Jamal looked her over. “If that’s what you really want,” he said. “Are you sure?”

Dina nodded with a grimace, trying to maintain some of the hostility that seemed to have turned him on.

Later that night, Dina asked Allison if she would like to join her and Jamal for falafel as it would be their last night with her.

“I need to get some sleep,” Allison replied.

Jamal and Dina ate together on a hillside campus bench overlooking the sea. This time, they did see the sunset together.

“The women were so comfortable around Allison,” Dina said.

“It isn’t nationality that binds us,” Jamal said. “It’s compassion, and Alison’s is pure.”

Whereas it was your eyes and butt that inspired me, she thought. “It’s all so messed up,” she said.

“Someone once said humanity is a concept that is easier to advocate than to bestow,” Jamal said. “You’ll see that in Gaza, too. Come on, we should get some rest before the trip.”
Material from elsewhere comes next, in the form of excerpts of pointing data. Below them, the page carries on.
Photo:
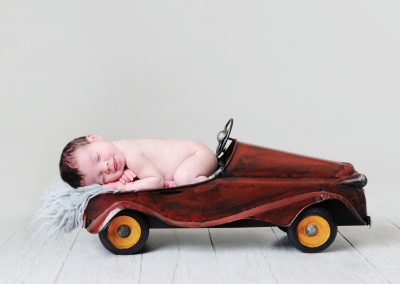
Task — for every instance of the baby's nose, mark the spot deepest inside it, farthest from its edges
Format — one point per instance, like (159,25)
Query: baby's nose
(107,167)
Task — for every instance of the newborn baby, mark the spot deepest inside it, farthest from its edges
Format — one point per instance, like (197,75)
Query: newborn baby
(135,164)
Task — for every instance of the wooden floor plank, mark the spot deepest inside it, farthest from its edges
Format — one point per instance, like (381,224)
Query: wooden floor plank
(240,257)
(33,258)
(90,262)
(265,254)
(11,225)
(379,245)
(179,256)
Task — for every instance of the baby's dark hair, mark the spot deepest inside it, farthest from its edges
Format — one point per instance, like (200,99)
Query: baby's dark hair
(68,167)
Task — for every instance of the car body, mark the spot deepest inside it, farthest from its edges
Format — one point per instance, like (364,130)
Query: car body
(254,186)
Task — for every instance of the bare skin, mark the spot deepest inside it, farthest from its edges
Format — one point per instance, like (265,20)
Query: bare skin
(156,163)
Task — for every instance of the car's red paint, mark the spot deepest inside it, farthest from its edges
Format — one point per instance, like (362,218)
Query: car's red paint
(256,183)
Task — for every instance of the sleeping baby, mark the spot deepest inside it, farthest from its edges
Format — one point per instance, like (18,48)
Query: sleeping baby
(135,164)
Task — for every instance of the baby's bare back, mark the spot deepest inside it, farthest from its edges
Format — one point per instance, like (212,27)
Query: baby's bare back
(165,154)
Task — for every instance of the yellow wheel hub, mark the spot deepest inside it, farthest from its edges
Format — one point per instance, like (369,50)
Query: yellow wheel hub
(123,232)
(313,231)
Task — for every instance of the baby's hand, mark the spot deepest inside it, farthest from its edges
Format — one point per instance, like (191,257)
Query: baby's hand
(115,185)
(127,176)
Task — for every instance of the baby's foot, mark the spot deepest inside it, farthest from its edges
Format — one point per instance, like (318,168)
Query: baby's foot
(169,183)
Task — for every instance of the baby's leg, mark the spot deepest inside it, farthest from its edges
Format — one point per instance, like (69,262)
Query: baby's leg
(196,167)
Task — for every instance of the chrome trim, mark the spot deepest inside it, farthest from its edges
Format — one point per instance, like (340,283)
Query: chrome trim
(360,180)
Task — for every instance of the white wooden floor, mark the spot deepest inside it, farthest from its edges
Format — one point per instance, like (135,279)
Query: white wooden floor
(242,255)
At her dorm, under the carob tree, Jamal took her hands, which were rough and cut.

“You are so beautiful,” he said.

“See you tomorrow.” Dina smiled.


Inshallah, habibti
,” he said, and hugged her.

The next morning God was not willing. Jamal was not downstairs waiting for her, and he wasn’t there when Allison came down an hour later.

“I’m sure he explained it all in an e-mail,” Allison said. “Come on, let’s go.”
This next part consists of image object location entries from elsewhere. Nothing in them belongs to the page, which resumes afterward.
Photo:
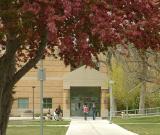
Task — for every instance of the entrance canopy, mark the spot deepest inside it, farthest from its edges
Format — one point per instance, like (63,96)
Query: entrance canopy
(85,76)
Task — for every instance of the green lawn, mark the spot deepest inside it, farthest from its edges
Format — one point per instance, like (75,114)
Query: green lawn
(37,122)
(33,128)
(141,126)
(36,130)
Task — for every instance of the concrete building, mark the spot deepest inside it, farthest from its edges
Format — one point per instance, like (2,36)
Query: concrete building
(70,89)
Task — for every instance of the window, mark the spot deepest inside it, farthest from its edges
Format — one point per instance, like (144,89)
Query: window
(47,102)
(23,103)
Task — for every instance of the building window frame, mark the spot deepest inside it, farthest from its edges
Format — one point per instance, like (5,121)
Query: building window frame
(47,102)
(23,103)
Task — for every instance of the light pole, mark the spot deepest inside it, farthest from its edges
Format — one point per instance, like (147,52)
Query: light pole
(33,100)
(111,98)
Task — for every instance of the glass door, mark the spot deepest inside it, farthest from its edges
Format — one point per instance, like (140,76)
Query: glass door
(84,95)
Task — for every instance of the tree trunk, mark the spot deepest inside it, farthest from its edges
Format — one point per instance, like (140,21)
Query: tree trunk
(142,98)
(5,108)
(7,70)
(143,87)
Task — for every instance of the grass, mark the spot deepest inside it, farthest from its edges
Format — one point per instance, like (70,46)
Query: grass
(26,127)
(36,130)
(37,122)
(141,126)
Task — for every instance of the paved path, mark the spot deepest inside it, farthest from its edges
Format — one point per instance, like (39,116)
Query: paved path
(96,127)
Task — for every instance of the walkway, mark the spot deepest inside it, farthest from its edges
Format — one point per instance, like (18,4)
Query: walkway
(96,127)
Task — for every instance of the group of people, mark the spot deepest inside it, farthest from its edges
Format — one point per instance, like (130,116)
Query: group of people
(86,111)
(57,114)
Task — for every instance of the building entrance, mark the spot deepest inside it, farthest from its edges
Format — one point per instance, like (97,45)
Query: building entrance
(84,95)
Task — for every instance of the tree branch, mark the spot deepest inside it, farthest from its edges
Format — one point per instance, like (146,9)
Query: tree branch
(31,63)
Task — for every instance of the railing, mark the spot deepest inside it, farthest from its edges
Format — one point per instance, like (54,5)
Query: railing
(137,112)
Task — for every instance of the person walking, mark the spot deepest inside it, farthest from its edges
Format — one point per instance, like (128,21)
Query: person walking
(85,111)
(94,111)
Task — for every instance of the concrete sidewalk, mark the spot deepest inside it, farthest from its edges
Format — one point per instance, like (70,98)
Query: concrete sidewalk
(96,127)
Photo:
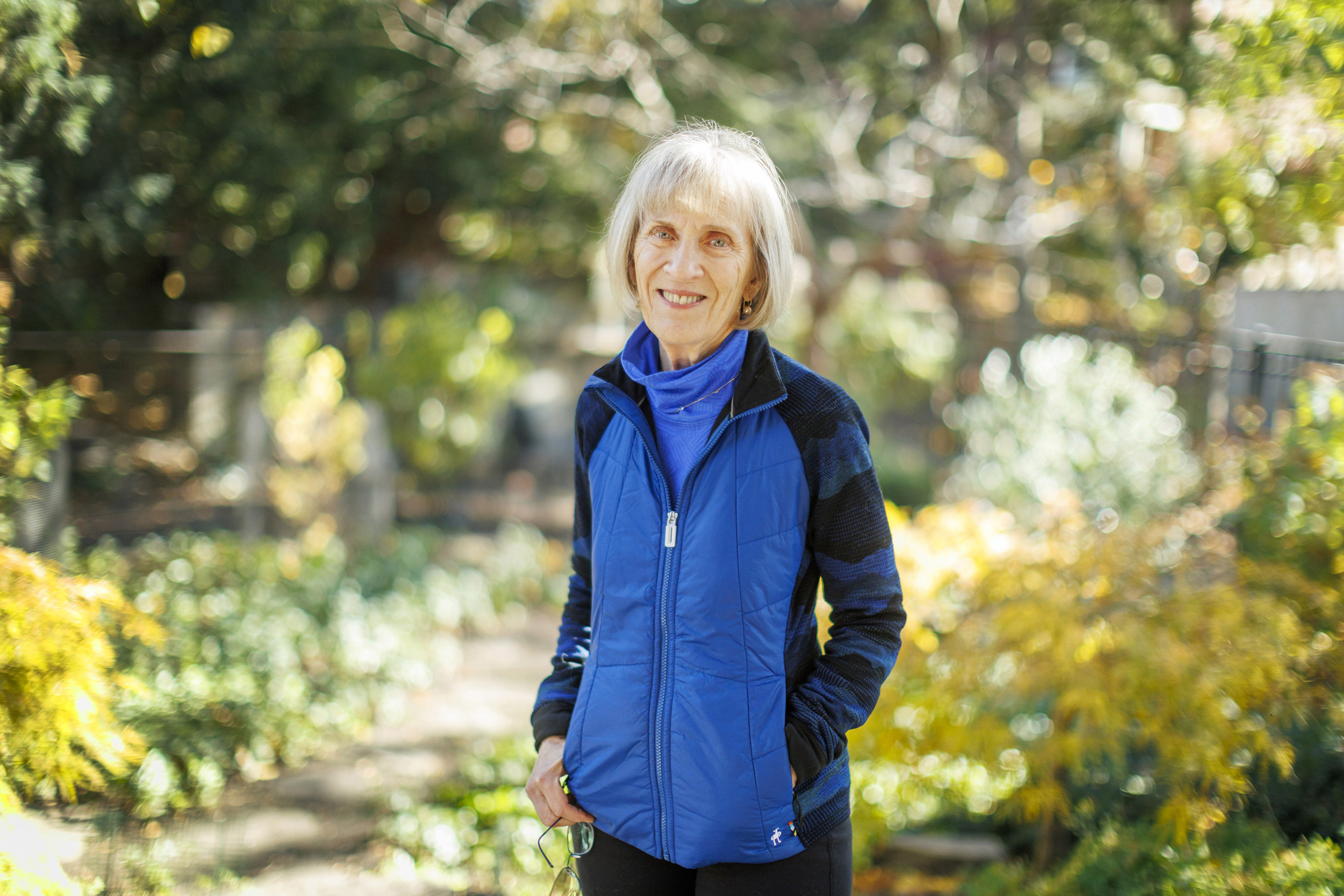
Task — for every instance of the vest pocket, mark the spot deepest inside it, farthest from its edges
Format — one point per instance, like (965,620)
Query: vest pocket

“I’m not going,” Dina decided. “What’s the point without Jamal?”

“You are truly sad,” Allison said with even more disdain than usual. “Just because a guy loves peace doesn’t mean he has to love you or make a good boyfriend.” She slammed the Peugeot door shut, and the car sputtered off. Dina couldn’t believe that she had contemplated betraying Jake for the last several weeks, Jake who had stood by her even when she insisted on keeping her virginity. She touched up her makeup and called.

“Gosh, D,” Jake said. “I didn’t think I’d hear from you again.”

“So you heard about the air raid on the news, huh?” Dina said. “I should have called earlier. I’m okay.”

“Wow, D, be careful.”

“How’s the chicken case?” Dina asked. “Can you handle Bud as a father-in-law after working with him?”